American political philosopher (born 1948)

Douglas B. Rasmussen (born 1948) is professor of philosophy at St. John's University, where he has taught since 1981.

==Biography==
Rasmussen earned his B.A. (1971) from the University of Iowa, and his Ph.D. (1980) in Philosophy from Marquette University. Rasmussen's areas of scholarly interest include Political Philosophy, Ethics, Ontology, Epistemology, Business Ethics, and Political Economy.

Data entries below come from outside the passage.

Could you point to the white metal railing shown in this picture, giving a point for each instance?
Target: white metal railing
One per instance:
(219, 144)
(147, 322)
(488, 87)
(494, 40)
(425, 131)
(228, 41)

Rasmussen has contributed articles to leading journals such as American Philosophical Quarterly, International Philosophical Quarterly, The New Scholasticism, Public Affairs Quarterly, The Review of Metaphysics, American Catholic Philosophical Quarterly, Social Philosophy and Policy, and The Thomist.

Rasmussen coauthored (with Douglas Den Uyl) several books: Liberty and Nature: An Aristotelian Defense of Liberal Order (1991); Liberalism Defended: The Challenge of Post-Modernity (1997); and Norms of Liberty: A Perfectionist Basis for Non-Perfectionist Politics (2005). He also co-edited (with Den Uyl) The Philosophic Thought of Ayn Rand (1984).

A collection of scholarly essays about Rasmussen and Den Uyl's Norms of Liberty, Reading Rasmussen and Den Uyl: Critical Essays on "Norms of Liberty", edited by Aeon J. Skoble, was published in 2008.